# Finally



## MAD BOMBER (Nov 12, 2008)

Hey I Finally Figured How To Send A Message... I'm Surprised I Never Cut The Blue Wire On Accident!!!! Hello Everyone


----------



## Frighteners Entertainment (Jan 24, 2006)

Welcome Mad Bomber!
How long have you been haunting?


----------



## sharpobject (May 7, 2008)

Hi and welcome !!


----------



## RoxyBlue (Oct 6, 2008)

Welcome, Mad B!


----------



## Death's Door (Mar 22, 2006)

Hello and welcome to the forum MB!!!!!!


----------



## Haunted Bayou (Feb 16, 2007)

Frighteners Entertainment said:


> Welcome Mad Bomber!
> How long have you been haunting?


Hopefully...longer than he/she has been bombing! LOL! 
Welcome....or did you cut the wrong wire? OOPS!


----------



## smileyface4u23 (Apr 1, 2008)

Hello and welcome to the forum.


----------



## slightlymad (May 25, 2006)

Welcome wait till you see what this addiction does to ya


----------



## HalloweenRick (Nov 25, 2005)

Welcome Mad Bomber!


----------



## Alice (Sep 26, 2008)

Hello and welcome.


----------



## pyro (Oct 7, 2006)

Hello & Welcome


----------



## Lilly (Jun 13, 2006)

Welcome Bomber


----------



## ScreamingScarecrow (Oct 1, 2008)

always cut the blue and the red, just to be sure!
Welcome!


----------



## HauntCast (Jul 25, 2008)

MB, Keep your hands and feet inside the vehicle at all times and enjoy the ride!


----------



## Spooky1 (Aug 25, 2008)

Welcome Bomber. Blue wire, red wire, heck just cut them all to be sure.


----------



## MAD BOMBER (Nov 12, 2008)

Well I just discovered the welcomes. Umm finally! I will get this figured out hopefully by halloween '09. The Queen T (wife) finally let me decorate this year (only the foyer and the front yard). i used a pvc wall in the foyer and made it look like a haunted house. the reason was, we get these Hood Rats that are dressed as tots. they like to look past the candy bowl and say Wow you got some nice stuff. So out of sight out of mind. I think they should dress up as burglars!!! did I mention I hunt burglars LOL


----------



## MAD BOMBER (Nov 12, 2008)

I usually decorate mildly every year.
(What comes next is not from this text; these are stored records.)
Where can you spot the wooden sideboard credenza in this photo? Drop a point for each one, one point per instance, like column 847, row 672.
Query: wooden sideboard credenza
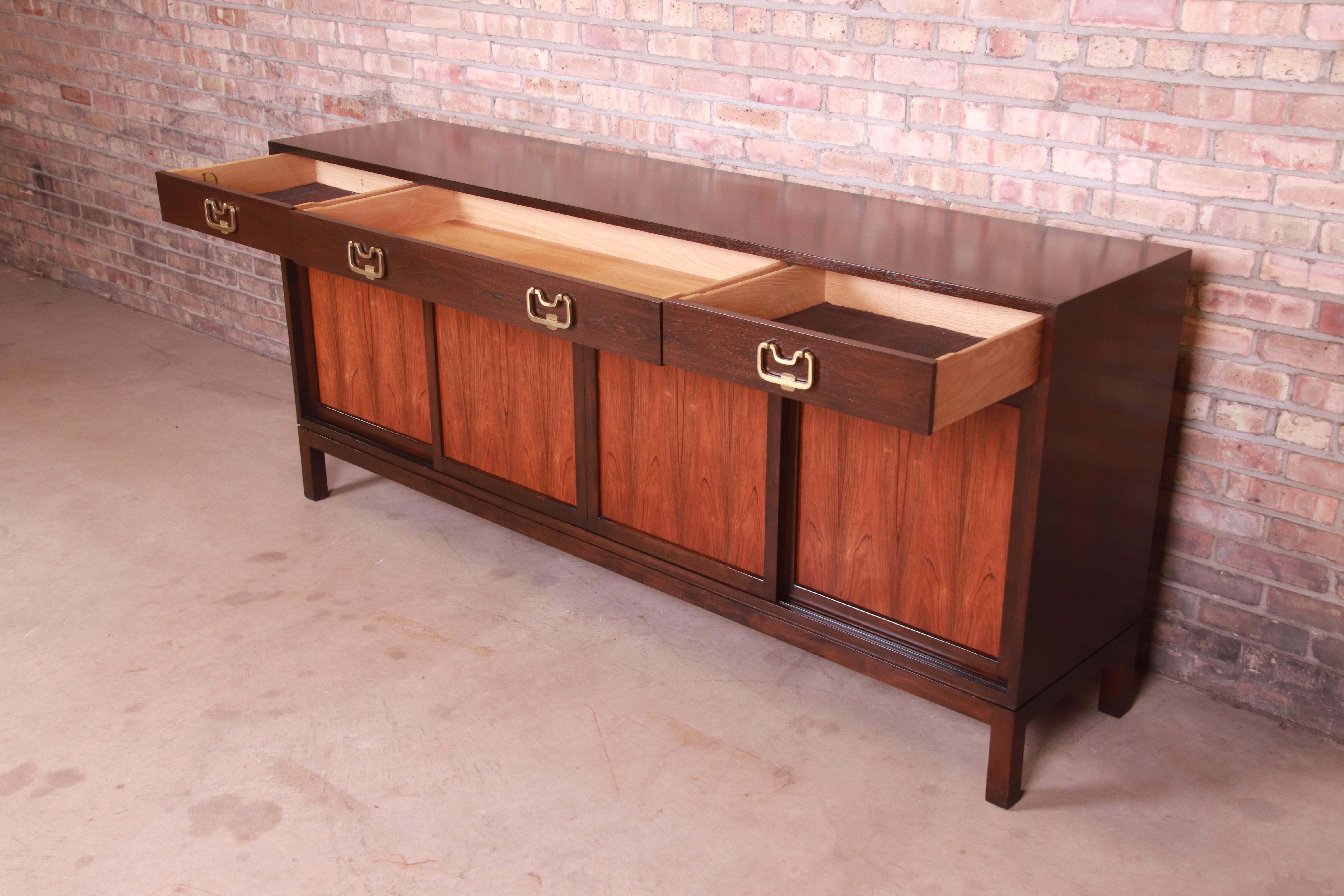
column 919, row 443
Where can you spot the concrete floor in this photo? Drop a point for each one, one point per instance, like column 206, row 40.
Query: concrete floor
column 214, row 687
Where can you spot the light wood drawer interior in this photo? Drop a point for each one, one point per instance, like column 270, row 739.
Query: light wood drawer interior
column 983, row 353
column 605, row 254
column 294, row 181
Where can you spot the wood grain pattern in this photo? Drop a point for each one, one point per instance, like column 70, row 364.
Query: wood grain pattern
column 596, row 268
column 917, row 245
column 603, row 318
column 370, row 349
column 284, row 171
column 683, row 459
column 507, row 397
column 911, row 527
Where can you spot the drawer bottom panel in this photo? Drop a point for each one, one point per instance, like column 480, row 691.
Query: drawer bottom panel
column 911, row 527
column 370, row 350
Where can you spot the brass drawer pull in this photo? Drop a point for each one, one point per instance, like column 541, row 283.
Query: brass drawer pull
column 538, row 297
column 360, row 260
column 788, row 382
column 216, row 217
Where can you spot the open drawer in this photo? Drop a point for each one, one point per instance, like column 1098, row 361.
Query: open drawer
column 584, row 281
column 249, row 202
column 892, row 354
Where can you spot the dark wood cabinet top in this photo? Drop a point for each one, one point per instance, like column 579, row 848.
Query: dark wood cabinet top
column 950, row 252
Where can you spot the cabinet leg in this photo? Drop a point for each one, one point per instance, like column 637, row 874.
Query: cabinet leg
column 1119, row 683
column 1007, row 737
column 314, row 464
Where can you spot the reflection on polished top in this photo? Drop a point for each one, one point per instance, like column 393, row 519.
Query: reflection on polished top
column 882, row 238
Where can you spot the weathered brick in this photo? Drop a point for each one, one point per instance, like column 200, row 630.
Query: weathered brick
column 1222, row 449
column 1022, row 84
column 1257, row 228
column 1330, row 652
column 1326, row 22
column 1083, row 163
column 1225, row 104
column 1006, row 43
column 1212, row 515
column 1333, row 238
column 1255, row 627
column 870, row 104
column 1155, row 138
column 1240, row 417
column 1312, row 612
column 1318, row 111
column 1122, row 93
column 1303, row 354
column 920, row 144
column 1214, row 258
column 1310, row 193
column 958, row 113
column 948, row 181
column 1061, row 127
column 911, row 34
column 1294, row 154
column 1315, row 471
column 1225, row 585
column 1152, row 211
column 1326, row 396
column 1272, row 565
column 1174, row 56
column 1111, row 52
column 1124, row 14
column 1226, row 17
column 955, row 38
column 1257, row 306
column 780, row 152
column 1312, row 432
column 787, row 93
column 1304, row 273
column 939, row 74
column 1292, row 536
column 1230, row 60
column 1057, row 47
column 756, row 54
column 849, row 164
column 1041, row 11
column 1038, row 194
column 826, row 131
column 1291, row 64
column 1286, row 499
column 749, row 21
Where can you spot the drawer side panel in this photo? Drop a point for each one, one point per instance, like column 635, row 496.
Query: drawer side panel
column 911, row 527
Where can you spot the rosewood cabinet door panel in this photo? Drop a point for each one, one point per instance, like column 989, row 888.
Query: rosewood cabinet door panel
column 370, row 351
column 507, row 397
column 911, row 527
column 683, row 459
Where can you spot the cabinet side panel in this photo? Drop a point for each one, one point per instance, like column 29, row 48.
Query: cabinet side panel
column 370, row 351
column 683, row 459
column 911, row 527
column 1109, row 390
column 507, row 398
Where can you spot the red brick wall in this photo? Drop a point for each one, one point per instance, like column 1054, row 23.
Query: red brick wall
column 1209, row 124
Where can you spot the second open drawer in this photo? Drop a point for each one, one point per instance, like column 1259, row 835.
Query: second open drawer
column 580, row 280
column 901, row 357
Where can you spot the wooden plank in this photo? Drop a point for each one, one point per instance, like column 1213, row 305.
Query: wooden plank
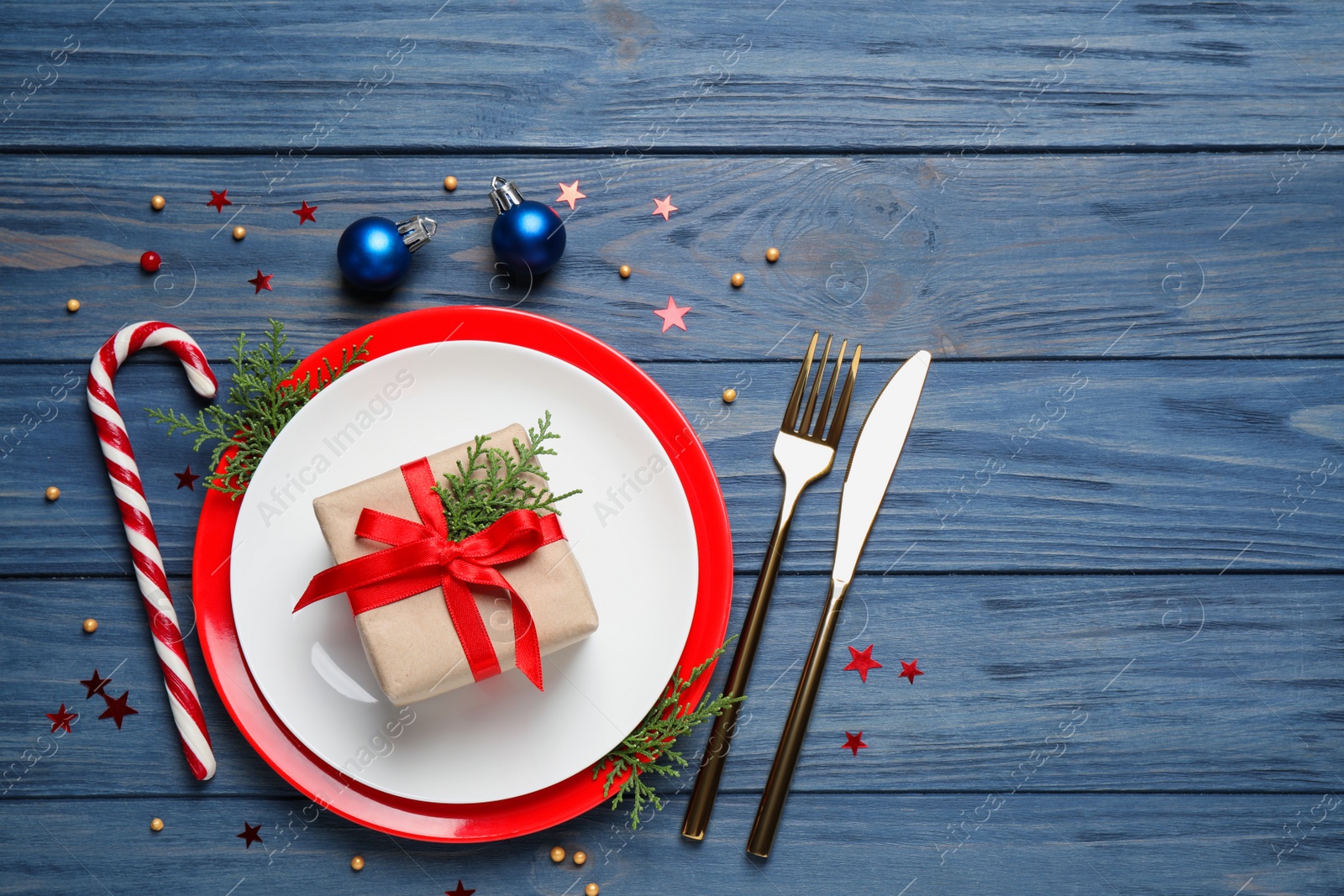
column 1030, row 683
column 1005, row 257
column 1070, row 842
column 1010, row 466
column 474, row 76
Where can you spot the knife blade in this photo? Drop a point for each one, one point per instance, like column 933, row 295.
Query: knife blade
column 871, row 465
column 874, row 461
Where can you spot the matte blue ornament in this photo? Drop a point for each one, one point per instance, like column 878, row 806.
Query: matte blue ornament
column 375, row 254
column 528, row 235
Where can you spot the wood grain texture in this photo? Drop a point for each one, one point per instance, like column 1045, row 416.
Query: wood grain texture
column 1070, row 842
column 1137, row 684
column 475, row 76
column 1191, row 466
column 1005, row 257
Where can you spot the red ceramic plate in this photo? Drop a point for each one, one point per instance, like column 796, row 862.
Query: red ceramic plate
column 328, row 786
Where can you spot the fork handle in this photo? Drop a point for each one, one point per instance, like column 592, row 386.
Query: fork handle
column 721, row 736
column 795, row 728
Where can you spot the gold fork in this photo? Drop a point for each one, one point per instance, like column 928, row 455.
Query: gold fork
column 806, row 450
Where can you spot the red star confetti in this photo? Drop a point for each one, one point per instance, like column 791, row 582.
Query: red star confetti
column 862, row 661
column 62, row 719
column 570, row 194
column 96, row 684
column 252, row 833
column 672, row 315
column 118, row 710
column 219, row 201
column 664, row 207
column 260, row 281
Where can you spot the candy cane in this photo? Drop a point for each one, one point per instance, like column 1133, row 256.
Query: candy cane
column 140, row 528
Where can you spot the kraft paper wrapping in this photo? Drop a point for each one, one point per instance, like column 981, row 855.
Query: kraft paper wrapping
column 412, row 644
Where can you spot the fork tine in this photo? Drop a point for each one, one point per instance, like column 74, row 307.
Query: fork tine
column 806, row 423
column 790, row 412
column 843, row 407
column 831, row 390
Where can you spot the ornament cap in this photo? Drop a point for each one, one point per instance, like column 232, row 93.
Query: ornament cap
column 417, row 231
column 504, row 195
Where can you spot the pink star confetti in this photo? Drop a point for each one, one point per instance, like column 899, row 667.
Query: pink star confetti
column 911, row 669
column 862, row 661
column 853, row 741
column 570, row 194
column 664, row 207
column 672, row 315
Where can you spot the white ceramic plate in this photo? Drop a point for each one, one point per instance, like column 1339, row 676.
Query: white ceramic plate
column 497, row 738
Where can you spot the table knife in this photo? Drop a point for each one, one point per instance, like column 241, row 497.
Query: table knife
column 871, row 466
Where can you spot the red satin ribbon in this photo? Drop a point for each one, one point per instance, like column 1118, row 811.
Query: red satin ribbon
column 423, row 557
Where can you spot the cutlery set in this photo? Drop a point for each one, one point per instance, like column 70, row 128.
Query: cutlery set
column 806, row 450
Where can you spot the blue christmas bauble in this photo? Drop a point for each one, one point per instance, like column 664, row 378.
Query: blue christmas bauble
column 528, row 237
column 373, row 254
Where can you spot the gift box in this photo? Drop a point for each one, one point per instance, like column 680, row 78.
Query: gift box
column 437, row 614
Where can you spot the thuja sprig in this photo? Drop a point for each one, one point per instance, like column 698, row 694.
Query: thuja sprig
column 264, row 396
column 496, row 481
column 651, row 746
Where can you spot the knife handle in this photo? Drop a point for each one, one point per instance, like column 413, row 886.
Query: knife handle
column 795, row 728
column 721, row 736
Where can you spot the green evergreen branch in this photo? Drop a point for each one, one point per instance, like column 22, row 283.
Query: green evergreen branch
column 266, row 394
column 648, row 746
column 495, row 481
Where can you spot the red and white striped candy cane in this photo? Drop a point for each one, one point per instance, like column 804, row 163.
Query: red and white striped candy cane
column 140, row 528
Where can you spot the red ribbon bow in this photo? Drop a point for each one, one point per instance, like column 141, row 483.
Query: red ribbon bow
column 423, row 557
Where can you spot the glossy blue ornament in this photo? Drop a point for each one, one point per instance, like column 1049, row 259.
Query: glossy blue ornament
column 375, row 253
column 528, row 235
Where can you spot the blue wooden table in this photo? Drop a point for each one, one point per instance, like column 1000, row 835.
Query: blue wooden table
column 1115, row 540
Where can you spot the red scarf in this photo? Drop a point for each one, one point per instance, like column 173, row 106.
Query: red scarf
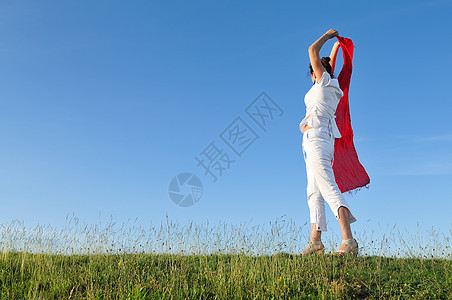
column 348, row 171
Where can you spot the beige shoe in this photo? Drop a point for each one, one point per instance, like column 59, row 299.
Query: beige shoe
column 312, row 250
column 352, row 246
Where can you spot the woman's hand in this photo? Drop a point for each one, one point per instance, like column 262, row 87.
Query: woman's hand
column 331, row 33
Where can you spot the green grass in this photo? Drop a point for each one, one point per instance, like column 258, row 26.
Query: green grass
column 83, row 261
column 280, row 276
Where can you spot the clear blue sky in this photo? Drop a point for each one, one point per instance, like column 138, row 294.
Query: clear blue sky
column 102, row 103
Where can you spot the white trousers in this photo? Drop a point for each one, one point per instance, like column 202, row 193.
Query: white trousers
column 318, row 152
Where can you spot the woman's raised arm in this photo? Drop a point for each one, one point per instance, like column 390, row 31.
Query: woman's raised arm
column 333, row 55
column 314, row 51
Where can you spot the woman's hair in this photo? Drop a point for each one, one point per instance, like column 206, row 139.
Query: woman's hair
column 326, row 64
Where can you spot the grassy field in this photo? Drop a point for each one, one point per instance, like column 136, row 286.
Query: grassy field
column 280, row 276
column 198, row 262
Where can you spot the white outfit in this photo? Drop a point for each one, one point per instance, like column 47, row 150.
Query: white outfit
column 318, row 150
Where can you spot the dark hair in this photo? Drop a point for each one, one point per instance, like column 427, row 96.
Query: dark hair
column 326, row 64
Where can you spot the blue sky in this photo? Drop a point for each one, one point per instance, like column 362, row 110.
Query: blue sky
column 103, row 103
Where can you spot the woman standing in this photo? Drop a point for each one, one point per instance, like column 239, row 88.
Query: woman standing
column 319, row 131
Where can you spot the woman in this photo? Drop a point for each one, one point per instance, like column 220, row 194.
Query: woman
column 319, row 131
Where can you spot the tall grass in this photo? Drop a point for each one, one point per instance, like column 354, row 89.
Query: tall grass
column 221, row 261
column 277, row 236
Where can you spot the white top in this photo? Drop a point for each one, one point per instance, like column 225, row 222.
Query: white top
column 321, row 103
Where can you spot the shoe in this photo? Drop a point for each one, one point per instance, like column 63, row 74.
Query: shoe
column 311, row 250
column 352, row 247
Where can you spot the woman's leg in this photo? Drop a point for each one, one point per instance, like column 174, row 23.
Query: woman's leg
column 319, row 153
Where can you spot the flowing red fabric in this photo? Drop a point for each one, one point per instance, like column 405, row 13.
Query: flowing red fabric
column 348, row 171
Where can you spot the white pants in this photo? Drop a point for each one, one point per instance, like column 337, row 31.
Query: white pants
column 318, row 151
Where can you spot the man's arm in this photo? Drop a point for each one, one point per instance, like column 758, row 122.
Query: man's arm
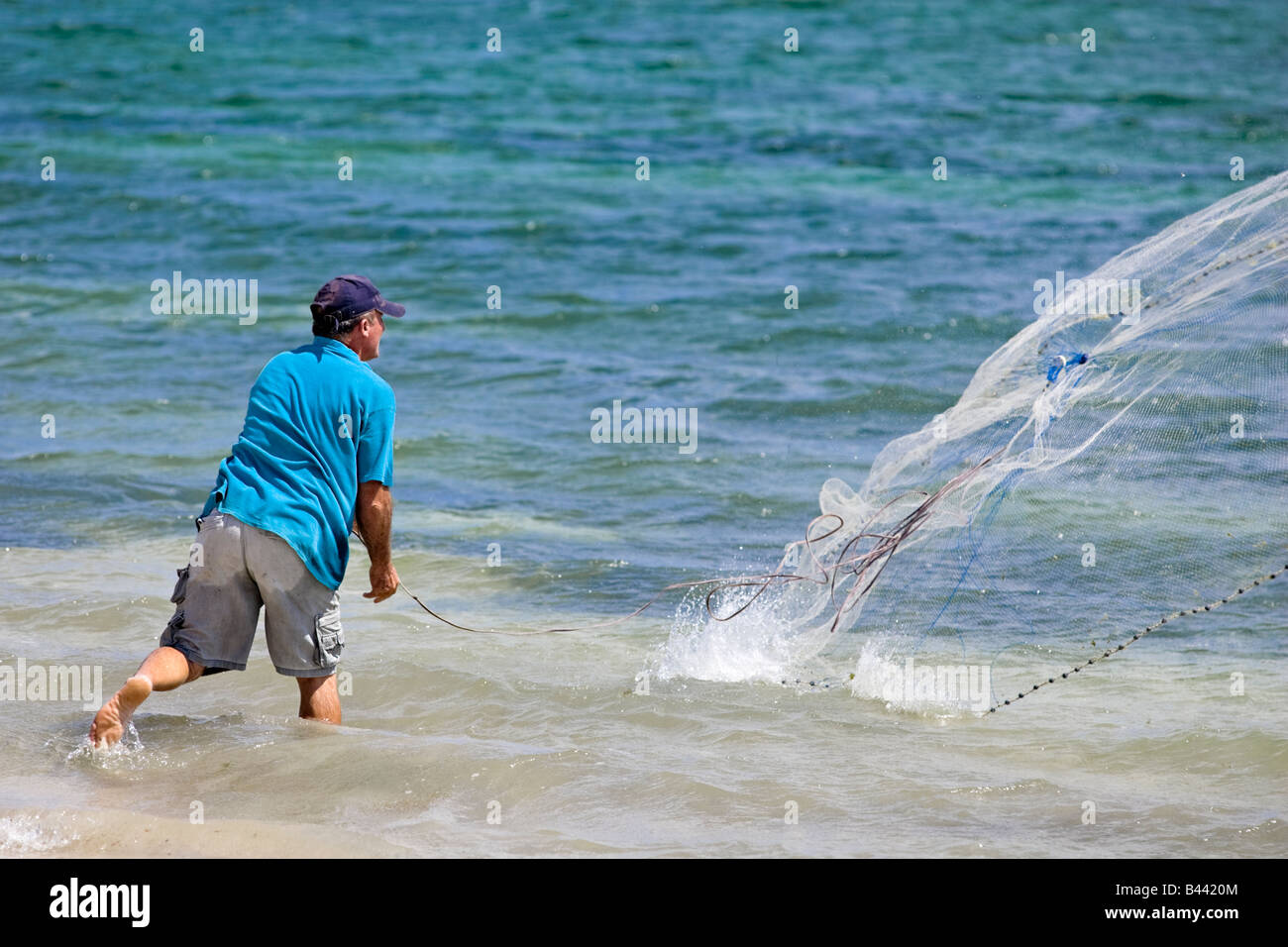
column 374, row 519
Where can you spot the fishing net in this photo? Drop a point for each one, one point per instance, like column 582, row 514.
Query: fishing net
column 1122, row 459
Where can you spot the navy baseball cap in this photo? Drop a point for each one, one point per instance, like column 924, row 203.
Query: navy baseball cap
column 348, row 296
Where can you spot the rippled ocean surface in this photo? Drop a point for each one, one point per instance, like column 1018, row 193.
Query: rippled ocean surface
column 518, row 170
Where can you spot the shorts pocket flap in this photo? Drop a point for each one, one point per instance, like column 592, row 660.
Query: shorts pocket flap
column 329, row 639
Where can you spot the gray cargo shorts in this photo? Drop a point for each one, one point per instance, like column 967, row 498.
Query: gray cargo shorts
column 235, row 569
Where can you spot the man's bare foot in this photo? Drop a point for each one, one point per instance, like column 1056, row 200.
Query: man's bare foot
column 112, row 719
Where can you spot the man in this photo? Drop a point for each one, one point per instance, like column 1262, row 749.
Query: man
column 314, row 458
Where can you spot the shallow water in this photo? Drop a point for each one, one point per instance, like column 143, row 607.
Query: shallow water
column 518, row 170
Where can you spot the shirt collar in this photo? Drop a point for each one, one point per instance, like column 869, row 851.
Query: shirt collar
column 338, row 347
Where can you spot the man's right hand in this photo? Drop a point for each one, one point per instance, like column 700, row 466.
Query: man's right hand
column 384, row 581
column 375, row 513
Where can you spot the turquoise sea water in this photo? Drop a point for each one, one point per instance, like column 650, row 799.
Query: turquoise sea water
column 518, row 170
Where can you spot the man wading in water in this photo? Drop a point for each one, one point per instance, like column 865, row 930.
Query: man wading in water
column 314, row 457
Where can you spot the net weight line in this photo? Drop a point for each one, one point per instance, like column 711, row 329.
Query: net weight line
column 1137, row 637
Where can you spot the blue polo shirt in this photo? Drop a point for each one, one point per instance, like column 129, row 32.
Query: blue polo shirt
column 318, row 423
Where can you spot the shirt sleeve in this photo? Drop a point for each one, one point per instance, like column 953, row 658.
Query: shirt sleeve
column 376, row 446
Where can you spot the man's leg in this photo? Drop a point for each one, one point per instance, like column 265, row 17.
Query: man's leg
column 163, row 669
column 320, row 698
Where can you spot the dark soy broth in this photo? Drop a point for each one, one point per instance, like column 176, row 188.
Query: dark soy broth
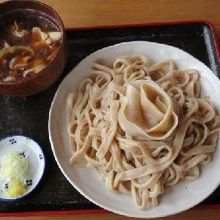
column 29, row 40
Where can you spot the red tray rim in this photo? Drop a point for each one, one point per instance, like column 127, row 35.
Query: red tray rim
column 100, row 210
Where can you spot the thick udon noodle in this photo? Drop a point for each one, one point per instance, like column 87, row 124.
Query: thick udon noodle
column 143, row 126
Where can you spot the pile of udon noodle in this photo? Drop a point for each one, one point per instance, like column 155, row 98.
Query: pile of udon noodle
column 143, row 126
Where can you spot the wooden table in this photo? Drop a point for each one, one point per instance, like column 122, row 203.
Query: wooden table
column 90, row 13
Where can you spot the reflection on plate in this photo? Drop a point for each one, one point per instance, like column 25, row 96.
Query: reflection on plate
column 87, row 181
column 28, row 149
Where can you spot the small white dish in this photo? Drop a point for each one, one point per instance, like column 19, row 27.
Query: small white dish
column 29, row 149
column 87, row 181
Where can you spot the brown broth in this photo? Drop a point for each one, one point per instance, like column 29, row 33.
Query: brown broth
column 20, row 63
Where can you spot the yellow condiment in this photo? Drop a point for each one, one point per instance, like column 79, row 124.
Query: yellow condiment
column 14, row 170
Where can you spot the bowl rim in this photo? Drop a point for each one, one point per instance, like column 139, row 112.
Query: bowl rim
column 63, row 41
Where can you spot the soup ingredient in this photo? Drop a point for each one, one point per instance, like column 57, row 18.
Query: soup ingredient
column 143, row 126
column 14, row 171
column 27, row 51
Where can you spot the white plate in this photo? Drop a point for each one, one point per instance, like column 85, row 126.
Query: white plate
column 86, row 181
column 30, row 150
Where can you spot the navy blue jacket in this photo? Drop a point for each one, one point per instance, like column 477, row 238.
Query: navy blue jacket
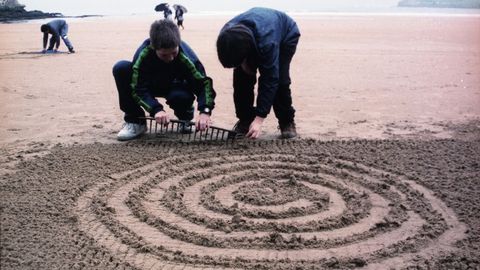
column 57, row 28
column 151, row 74
column 271, row 29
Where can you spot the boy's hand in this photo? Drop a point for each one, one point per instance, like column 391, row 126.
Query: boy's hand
column 162, row 118
column 255, row 128
column 203, row 122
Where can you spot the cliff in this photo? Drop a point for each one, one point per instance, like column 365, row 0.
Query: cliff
column 13, row 11
column 440, row 3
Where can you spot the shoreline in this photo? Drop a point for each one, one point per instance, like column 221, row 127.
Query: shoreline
column 392, row 12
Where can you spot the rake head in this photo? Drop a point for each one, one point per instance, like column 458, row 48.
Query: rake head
column 185, row 131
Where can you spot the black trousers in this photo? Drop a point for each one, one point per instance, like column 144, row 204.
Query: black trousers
column 179, row 97
column 244, row 86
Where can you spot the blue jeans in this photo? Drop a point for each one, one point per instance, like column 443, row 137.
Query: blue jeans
column 244, row 86
column 178, row 97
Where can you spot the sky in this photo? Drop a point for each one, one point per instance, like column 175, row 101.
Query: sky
column 126, row 7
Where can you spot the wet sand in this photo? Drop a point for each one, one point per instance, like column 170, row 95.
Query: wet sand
column 384, row 174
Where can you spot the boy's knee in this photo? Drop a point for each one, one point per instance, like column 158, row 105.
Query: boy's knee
column 181, row 99
column 122, row 68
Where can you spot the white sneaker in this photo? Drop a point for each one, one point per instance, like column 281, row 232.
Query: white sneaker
column 130, row 131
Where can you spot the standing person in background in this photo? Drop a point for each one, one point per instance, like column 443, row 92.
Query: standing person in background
column 167, row 13
column 58, row 29
column 263, row 39
column 179, row 17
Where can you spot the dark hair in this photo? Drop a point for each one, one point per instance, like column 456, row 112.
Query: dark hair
column 234, row 44
column 44, row 28
column 164, row 34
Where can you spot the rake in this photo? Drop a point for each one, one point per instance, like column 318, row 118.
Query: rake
column 183, row 130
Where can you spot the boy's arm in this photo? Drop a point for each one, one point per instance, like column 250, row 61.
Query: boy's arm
column 141, row 84
column 203, row 84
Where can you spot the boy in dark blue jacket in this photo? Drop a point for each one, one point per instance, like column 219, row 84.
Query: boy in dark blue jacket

But since halloween is the most bestest holiday I'm already plannin' a drunkin' errr kick butt party for next year. I've already started the sketches and building. The Queen T is worried, very very worried...


----------



## silcrest (Nov 10, 2008)

Welcome aboard and a Merry Christmas.

Silvia


----------



## scareme (Aug 29, 2006)

Hi and welcome to the forum. It's good to keek the other half worrying.


----------